Wednesday 14 October 2020


Cabinet Office

Abolition of the House of Lords

The petition of residents of the constituency of North Ayrshire and Arran,

Declares that the House of Lords is unrepresentative of and unaccountable to the general UK population, over which it makes decisions and casts votes on important issues; expresses concern at the recent creation of 36 new life peers, increasing the size of the House of Lords to nearly 800 Members, despite the Government’s commitment to reducing the size of the House of Lords; notes that the House of Lords is the largest parliamentary chamber in any democracy; further notes that the House of Lords is one of very few parliamentary bodies in the world with reserved places for members of the clergy; further notes concern over the number of peers that fail to speak in the chamber yet are able to claim expenses, for example in 2016-17 when 115 peers failed to speak even once yet still claimed £1.3 million between them; and further notes concern over the high proportion of members of the House of Lords who were, before their elevation, significant donors to political parties.

The petitioners therefore request that the House of Commons urges the Government to abolish the House of Lords in the interests of democracy, accountability and transparency.

And the petitioners remain, etc.—[Presented by Patricia Gibson, Official Report, 02 September 2020; Vol. 679, c. 254 .]

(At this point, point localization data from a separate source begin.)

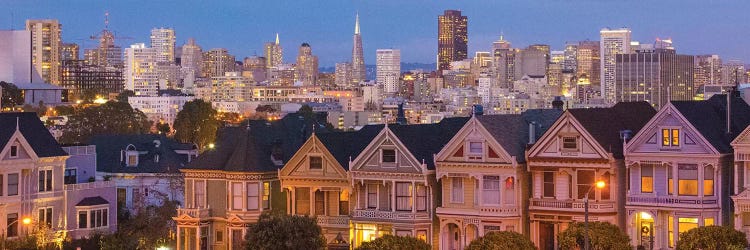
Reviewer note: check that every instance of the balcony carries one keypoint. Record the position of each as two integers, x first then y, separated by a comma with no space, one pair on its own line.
572,205
332,221
194,212
390,215
673,201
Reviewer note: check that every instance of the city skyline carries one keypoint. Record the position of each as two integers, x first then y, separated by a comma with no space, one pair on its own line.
694,27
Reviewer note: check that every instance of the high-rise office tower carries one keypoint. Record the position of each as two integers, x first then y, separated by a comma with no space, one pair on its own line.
192,57
452,38
532,61
588,62
707,70
504,62
140,73
613,42
69,51
343,75
570,54
307,66
45,48
274,53
653,75
388,69
216,62
358,57
162,40
733,72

Observations from The Minister for the Constitution and Devolution (Chloe Smith): The Government have no plans to abolish the House of Lords, which has a key role in scrutinising the Executive and as a revising Chamber; it is important that the way it is constituted reflects that role and the primacy of the House of Commons as the elected Chamber. The Conservative 2019 manifesto committed to looking at the role of the Lords, but any reform needs careful consideration, not to be brought forward piecemeal.

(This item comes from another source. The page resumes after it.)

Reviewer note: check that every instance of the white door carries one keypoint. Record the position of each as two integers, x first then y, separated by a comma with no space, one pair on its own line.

The size of the Lords needs addressing, but given retirements and other departures, some new Members are essential to keep the expertise and outlook of the Lords fresh. This will ensure the Lords continues to fulfil its role in scrutinising and revising legislation, whilst respecting the primacy of the Commons and the associated conventions between the two Houses.

Members of the House of Lords are appointed from a wide range of backgrounds, and one of the most valued aspects of the House of the Lords is the expertise and experience that Members are able to bring to the work they do. The relationship between the Church and the state in England is an important part of the constitutional framework which has evolved over centuries. Bishops provide an independent voice and spiritual insight into the work of the upper house. It is also the case that the House of Lords Appointments Commission (HOLAC) vets nominations for all life peers, including those recommended by the UK political parties, to ensure the highest standards of propriety.

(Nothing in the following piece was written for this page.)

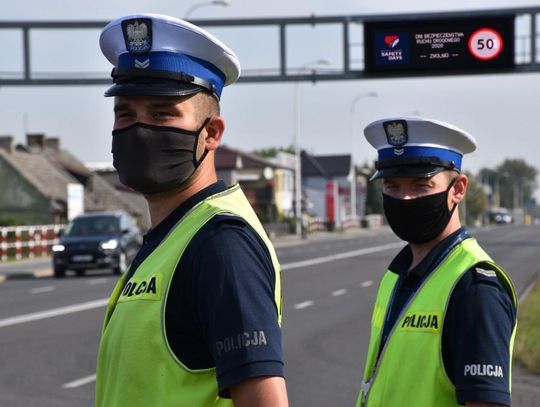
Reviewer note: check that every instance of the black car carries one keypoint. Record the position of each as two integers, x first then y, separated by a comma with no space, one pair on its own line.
98,240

Members’ allowances are a matter for the House. Most Members do not receive a salary for their parliamentary duties but are eligible to receive allowances and, within certain limits, the travel expenses they incur in fulfilling their parliamentary duties. Peers attend Parliament in a number of ways, including speaking in the Chamber, but also through serving on Committees of the House and voting. The House of Lords Guide to Financial Support for Members lays out a list of activities which constitute “attendance” for which members can claim.

The Government have an aspiration that all parts of the United Kingdom should feel connected to politics and indeed to politicians. We are considering how to further this objective.